The rise is unsecured credit is worrying due to the previously mentioned state of credit card debt, and given the fall in other credit types this gives me the impression that people are taking on this type of debt to stay afloat. Hopefully I am wrong.

It must be noted that this report is demand for credit not credit issued, so some people may be making multiple applications but accepting just one (something that is bad for one’s credit score) making the actual data worse. Either way the overall demand for credit is down near the 2003-05 level. This is nowhere near enough to sustain the economy at previous levels of consumption and clearly explains what other cannot.

It must also be noted that new legislation on lending practices began as of January 1. We will have to wait for the next data release to see its effects, but I can’t imagine it will be positive.


  1. Yeah, it is likely that personal credit will initially rise to cover household obligations – bills, etc….credit to cover credit, effectively.

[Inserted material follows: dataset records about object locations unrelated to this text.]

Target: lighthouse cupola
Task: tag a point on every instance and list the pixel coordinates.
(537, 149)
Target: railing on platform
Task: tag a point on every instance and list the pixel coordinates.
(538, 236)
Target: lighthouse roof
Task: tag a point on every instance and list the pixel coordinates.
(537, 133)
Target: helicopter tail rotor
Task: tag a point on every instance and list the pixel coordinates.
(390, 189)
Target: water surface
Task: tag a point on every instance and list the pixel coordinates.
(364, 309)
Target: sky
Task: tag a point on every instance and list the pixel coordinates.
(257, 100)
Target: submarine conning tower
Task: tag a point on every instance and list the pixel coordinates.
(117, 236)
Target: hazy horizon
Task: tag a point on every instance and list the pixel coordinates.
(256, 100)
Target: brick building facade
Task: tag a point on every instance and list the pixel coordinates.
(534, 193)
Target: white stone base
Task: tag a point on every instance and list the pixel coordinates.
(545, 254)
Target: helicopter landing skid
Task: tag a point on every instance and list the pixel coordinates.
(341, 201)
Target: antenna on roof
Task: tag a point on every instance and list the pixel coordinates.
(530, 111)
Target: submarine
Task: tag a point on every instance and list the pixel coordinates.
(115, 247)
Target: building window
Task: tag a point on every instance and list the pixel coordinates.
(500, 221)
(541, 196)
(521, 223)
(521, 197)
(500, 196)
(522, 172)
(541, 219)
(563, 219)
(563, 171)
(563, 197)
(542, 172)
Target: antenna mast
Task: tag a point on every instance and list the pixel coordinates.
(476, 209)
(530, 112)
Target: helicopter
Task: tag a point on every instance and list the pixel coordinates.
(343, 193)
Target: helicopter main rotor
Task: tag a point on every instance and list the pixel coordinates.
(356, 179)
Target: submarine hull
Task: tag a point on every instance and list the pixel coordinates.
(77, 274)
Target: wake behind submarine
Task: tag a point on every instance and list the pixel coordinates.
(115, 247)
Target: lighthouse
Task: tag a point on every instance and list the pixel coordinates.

    Then delinquencies will start to tip up – bills, personal credit. But credit will keep going up.

    Then mortgages will start to show a tip up in delinquencies.

    Not good.


  2. Already I’m seeing too many credit card rejections at check out queues, in restaurants and petrol stations. And its’ more than one card that is rejected at a time. The grand display of rejection was 4 cards (by one person) declined at Big W in Neutral Bay.

    Does anyone (these days) say, “that’s enough for a while, I need to pay it off”? I think I understand what demand for credit really means, its not good.

  3. We are debt free and only use cash… where weird Gen X’ers.

    I kind of feel like we’re more like our grandparents that lived through the Great Depression.

    I wonder if attitudes to debt will change during the Great Recession?

    By the way apparently it is all over… well so says Alan Kohler on the ABC last nite… cool thank god fro Alan he has rock solid predictions!